Goran Talevski

Personal information
- Date of birth: 20 May 1982 (age 44)
- Place of birth: Australia
- Position: Midfielder

Senior career*
- Years: Team / Apps / (Gls)
- 2000–2001: Sydney United 58 FC / 19 / (1)
- 2001: Hajduk Wanderers (loan)
- 2001–2002: Sydney United 58 FC / 17 / (0)
- 2002–2003: Marconi Stallions FC / 5 / (0)
- 2002–2003: Rockdale City Suns FC / 10 / (3)
- 2003-2004: HNK Hajduk Split / 8 / (0)
- 2004–2006: HNK Šibenik
- 2006: Melbourne Knights
- 2007: Altona Magic
- 2007: Caroline Springs George Cross FC
- 2008: Whittlesea Zebras
- 2010: Hume City FC
- 2010: Altona Magic SC

= Goran Talevski =

Australian soccer player

Goran Talevski (born 20 May 1982) is an Australian retired soccer player.

==Career==

In 2003, Talevski signed for HNK Hajduk Split, one of the most successful teams in Croatia.

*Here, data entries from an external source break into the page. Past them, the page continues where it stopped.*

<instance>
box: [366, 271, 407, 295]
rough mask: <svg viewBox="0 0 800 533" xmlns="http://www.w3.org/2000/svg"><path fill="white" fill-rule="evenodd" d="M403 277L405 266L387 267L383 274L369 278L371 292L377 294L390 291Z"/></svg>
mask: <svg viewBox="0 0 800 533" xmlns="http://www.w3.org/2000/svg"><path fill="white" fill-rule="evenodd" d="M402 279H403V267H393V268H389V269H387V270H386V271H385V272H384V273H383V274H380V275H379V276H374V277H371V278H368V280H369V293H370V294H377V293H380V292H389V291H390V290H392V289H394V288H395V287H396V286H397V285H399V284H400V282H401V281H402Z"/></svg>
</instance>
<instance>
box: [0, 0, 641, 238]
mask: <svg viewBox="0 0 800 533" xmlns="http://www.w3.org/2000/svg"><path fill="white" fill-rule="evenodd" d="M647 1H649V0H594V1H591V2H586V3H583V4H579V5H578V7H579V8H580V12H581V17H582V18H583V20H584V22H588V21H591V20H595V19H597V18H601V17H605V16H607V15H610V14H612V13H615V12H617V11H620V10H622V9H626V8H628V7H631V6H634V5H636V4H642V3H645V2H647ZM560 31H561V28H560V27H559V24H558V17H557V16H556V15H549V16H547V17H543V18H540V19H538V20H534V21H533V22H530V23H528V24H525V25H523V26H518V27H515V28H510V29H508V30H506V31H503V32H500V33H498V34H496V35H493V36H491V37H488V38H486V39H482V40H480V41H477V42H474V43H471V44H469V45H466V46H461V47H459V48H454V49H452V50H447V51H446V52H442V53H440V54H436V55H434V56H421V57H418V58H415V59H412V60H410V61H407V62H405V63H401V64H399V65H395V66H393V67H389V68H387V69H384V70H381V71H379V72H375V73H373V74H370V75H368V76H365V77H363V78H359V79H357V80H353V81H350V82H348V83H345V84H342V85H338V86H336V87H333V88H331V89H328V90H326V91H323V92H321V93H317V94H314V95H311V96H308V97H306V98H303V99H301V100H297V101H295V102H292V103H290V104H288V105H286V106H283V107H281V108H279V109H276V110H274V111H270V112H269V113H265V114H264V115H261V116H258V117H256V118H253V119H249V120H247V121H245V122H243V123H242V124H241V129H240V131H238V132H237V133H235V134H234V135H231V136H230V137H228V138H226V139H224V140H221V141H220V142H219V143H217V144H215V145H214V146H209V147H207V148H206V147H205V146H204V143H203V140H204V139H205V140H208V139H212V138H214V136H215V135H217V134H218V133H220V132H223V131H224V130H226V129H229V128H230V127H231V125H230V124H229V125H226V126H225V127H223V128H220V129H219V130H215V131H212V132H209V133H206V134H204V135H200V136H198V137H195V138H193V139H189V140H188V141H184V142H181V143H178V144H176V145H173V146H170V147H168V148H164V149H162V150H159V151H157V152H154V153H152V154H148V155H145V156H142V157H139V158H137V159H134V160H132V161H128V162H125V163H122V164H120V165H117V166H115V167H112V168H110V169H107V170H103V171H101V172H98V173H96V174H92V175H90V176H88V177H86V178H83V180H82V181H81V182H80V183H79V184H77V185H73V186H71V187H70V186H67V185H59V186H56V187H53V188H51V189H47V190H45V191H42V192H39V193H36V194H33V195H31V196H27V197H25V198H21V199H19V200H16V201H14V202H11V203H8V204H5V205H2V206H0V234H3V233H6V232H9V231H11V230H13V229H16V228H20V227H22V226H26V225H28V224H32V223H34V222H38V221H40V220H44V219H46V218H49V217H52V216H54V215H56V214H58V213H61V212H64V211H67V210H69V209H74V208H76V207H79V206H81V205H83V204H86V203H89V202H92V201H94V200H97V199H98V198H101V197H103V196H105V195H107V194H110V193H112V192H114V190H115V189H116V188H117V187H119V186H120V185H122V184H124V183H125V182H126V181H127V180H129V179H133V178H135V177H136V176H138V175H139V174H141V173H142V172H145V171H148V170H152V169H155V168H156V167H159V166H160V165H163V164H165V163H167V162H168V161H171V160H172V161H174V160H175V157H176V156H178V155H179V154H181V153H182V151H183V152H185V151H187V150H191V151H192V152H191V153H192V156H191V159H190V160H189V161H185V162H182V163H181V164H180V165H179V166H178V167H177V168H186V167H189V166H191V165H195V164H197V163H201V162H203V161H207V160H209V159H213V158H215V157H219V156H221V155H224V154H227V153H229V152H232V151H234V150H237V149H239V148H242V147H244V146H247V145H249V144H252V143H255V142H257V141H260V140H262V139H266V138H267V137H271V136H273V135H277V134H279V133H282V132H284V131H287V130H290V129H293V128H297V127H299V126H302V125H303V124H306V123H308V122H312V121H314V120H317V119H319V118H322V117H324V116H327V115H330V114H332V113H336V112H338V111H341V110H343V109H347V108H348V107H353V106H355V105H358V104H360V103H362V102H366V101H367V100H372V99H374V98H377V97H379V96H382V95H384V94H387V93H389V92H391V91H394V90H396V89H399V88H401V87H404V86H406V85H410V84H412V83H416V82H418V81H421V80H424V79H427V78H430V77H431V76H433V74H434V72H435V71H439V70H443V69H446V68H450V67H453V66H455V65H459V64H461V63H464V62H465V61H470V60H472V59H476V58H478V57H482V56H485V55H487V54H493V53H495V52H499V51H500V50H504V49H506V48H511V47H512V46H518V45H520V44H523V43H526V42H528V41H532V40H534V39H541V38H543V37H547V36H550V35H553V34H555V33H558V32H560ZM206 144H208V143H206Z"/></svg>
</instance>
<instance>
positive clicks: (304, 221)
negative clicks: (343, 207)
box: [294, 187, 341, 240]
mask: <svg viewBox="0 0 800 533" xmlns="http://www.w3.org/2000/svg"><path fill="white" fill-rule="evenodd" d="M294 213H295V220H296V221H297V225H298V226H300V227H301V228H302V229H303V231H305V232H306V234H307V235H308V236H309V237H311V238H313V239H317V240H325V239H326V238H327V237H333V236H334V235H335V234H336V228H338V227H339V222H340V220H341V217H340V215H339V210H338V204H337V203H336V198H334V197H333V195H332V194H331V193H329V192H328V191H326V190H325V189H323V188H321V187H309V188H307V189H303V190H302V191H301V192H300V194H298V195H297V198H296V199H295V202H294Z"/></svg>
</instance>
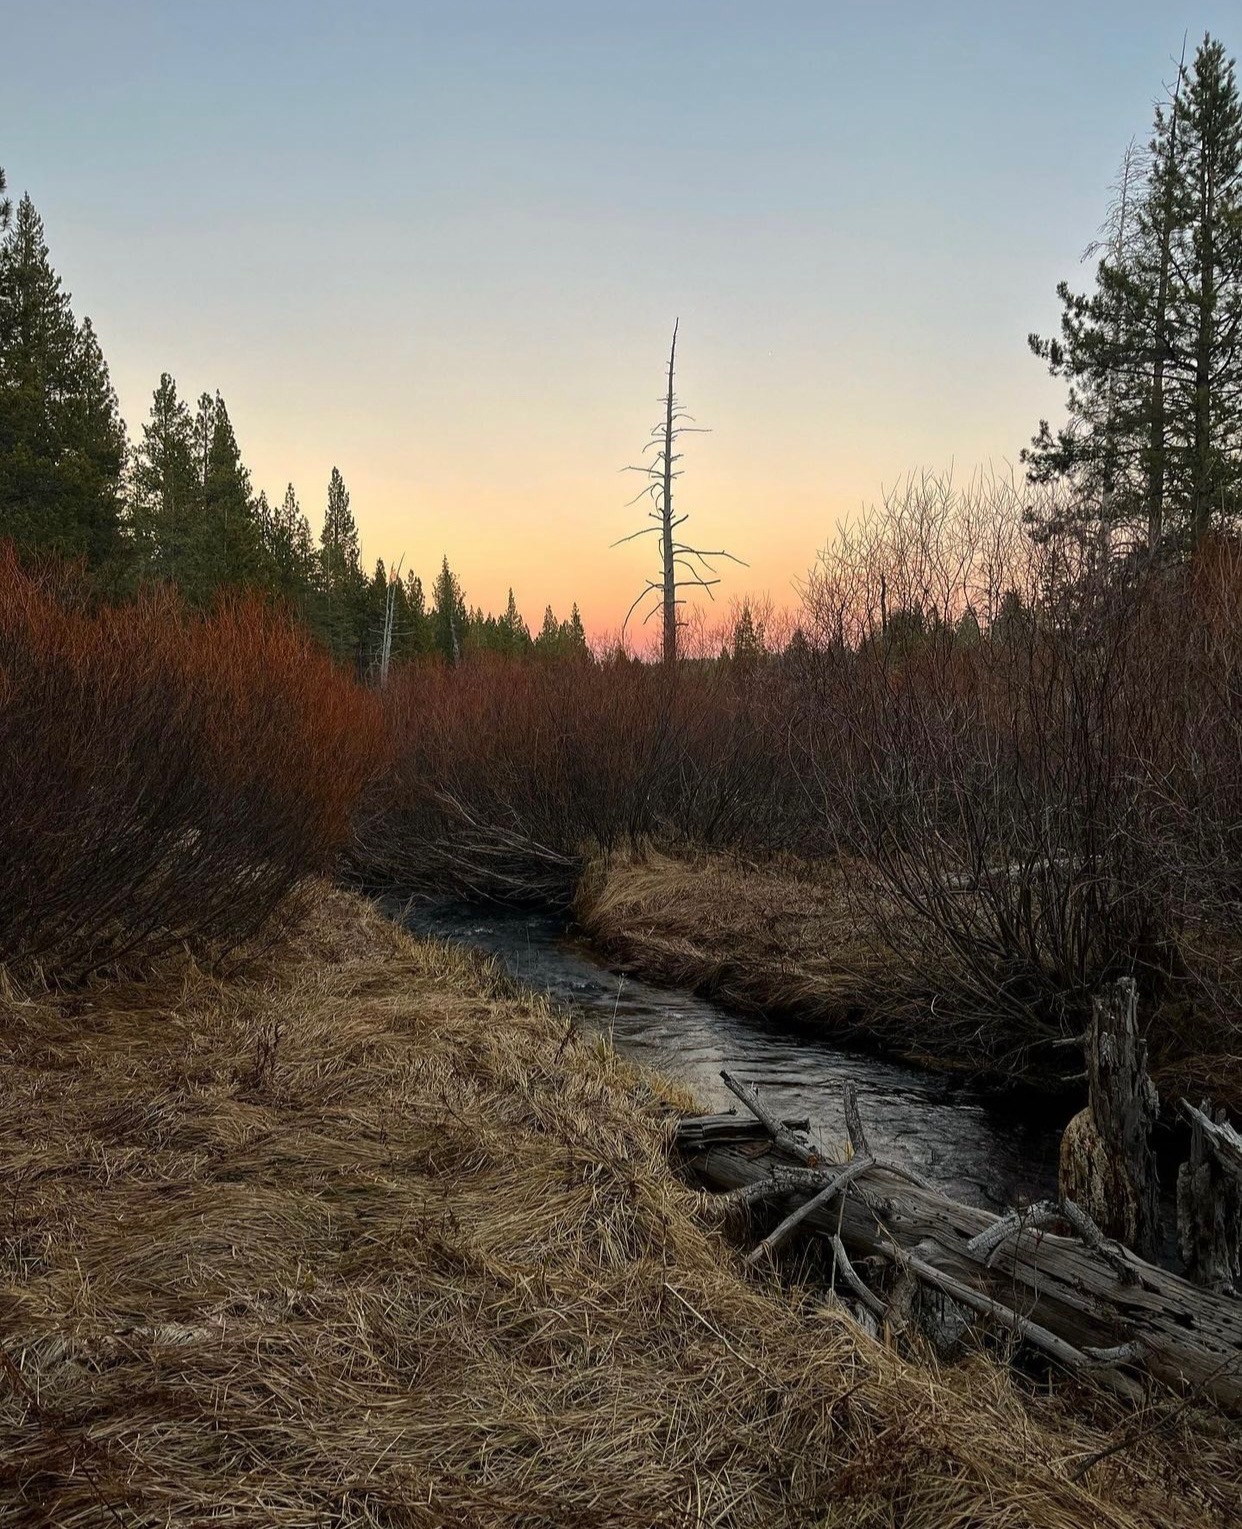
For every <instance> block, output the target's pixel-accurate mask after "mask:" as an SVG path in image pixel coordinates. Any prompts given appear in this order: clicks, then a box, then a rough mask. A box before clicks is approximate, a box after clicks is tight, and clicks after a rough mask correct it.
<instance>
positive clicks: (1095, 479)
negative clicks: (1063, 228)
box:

He liked the full-time environment there, saying that "training sometime three times a day was excellent for me". However, he left due to financial problems and trialed with Brisbane Roar in the newly formed Australian A-League, but failed to land a contract.

In 2007, Talevski was regarded as one of the top 10 players in Australia outside of the A-League.